A veces también aprendemos de los errores individuales y de las tragedias colectivas. Cuando estas últimas ocurren, nos preguntamos qué pasó y tratamos de evitar que vuelvan a pasar. Muchas tragedias se deben a falsas creencias, religiosas o políticas que solo descubrimos a posteriori.  

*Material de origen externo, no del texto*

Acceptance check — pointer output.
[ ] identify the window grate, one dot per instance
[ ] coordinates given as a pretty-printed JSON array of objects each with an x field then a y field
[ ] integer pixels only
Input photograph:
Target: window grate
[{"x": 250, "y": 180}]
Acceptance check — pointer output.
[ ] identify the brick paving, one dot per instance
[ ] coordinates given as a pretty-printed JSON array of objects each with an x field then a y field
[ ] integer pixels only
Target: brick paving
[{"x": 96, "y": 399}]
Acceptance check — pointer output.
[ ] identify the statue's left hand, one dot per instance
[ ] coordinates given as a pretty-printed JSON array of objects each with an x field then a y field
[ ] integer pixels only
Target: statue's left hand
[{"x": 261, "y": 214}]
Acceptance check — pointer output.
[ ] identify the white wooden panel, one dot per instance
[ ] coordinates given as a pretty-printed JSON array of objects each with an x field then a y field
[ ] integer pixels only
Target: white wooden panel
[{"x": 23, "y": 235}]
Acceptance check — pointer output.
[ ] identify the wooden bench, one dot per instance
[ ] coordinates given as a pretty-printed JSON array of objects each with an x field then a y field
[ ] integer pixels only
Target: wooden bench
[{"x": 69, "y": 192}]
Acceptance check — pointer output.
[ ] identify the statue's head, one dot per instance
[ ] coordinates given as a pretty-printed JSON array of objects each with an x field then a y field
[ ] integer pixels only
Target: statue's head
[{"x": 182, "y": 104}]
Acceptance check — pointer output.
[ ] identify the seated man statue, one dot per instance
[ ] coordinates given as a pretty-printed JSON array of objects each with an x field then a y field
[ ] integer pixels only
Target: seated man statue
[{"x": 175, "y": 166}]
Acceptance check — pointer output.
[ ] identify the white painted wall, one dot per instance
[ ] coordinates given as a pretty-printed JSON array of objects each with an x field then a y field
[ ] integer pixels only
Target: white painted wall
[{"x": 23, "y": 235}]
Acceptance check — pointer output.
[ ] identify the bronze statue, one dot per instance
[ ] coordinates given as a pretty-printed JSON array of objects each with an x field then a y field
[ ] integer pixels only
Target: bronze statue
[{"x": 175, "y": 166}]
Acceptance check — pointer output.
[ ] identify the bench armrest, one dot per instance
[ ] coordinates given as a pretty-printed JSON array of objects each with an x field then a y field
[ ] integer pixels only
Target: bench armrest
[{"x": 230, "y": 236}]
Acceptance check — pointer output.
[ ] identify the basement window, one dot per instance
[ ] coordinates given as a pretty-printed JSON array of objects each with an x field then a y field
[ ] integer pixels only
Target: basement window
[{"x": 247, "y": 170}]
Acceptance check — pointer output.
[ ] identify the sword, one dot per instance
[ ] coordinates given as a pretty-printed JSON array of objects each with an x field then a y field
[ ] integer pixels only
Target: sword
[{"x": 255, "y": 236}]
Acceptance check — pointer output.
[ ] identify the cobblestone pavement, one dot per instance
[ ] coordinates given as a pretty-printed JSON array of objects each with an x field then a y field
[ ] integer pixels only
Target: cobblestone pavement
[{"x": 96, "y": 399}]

Termino entonces con el consejo discreto que les anuncié al inicio. Cada época nos prepara para los peligros que enfrentamos. En la Edad Media, por ejemplo, la supervivencia del pueblo dependía de que los hombres adolescentes aprendieran un manual de defensa corporal, con el escudo y la espada, para vencer a sus enemigos. Hoy no necesitamos escudos o espadas para defendernos cuerpo a cuerpo, ni siquiera pistolas. Lo que requerimos es un manual de defensa intelectual que nos proteja de las mentiras, de las falsas teorías, de las conspiraciones inventadas, de los falsos profetas. Un manual que nos enseñe a dudar; que nos alerte sobre los abismos de la irracionalidad; que nos muestre la diferencia entre conocimiento, engaño y autoengaño. Esta es una tarea que debe empezar temprano en la vida: así como, desde la niñez, adquirimos habilidades lingüísticas y matemáticas, también deberíamos aprender cuáles son los sesgos de la mente, cuáles sus abismos, cómo funcionan y cómo aprender a evitarlos. Esto es importante, además, porque una mejor educación cognitiva es la base de una mejor educación sentimental. Ambas cosas van juntas y se alimentan de manera recíproca.

Soy consciente de que no es fácil ser feliz con todas las exigencias que he mencionada; pero pueden tener la certeza de que cuando logramos ese mejor balance entre racionalidad y emociones, con un mejor conocimiento de nosotros mismos y del mundo en el que vivimos, podemos ser mucho más felices que el marrano de Mill.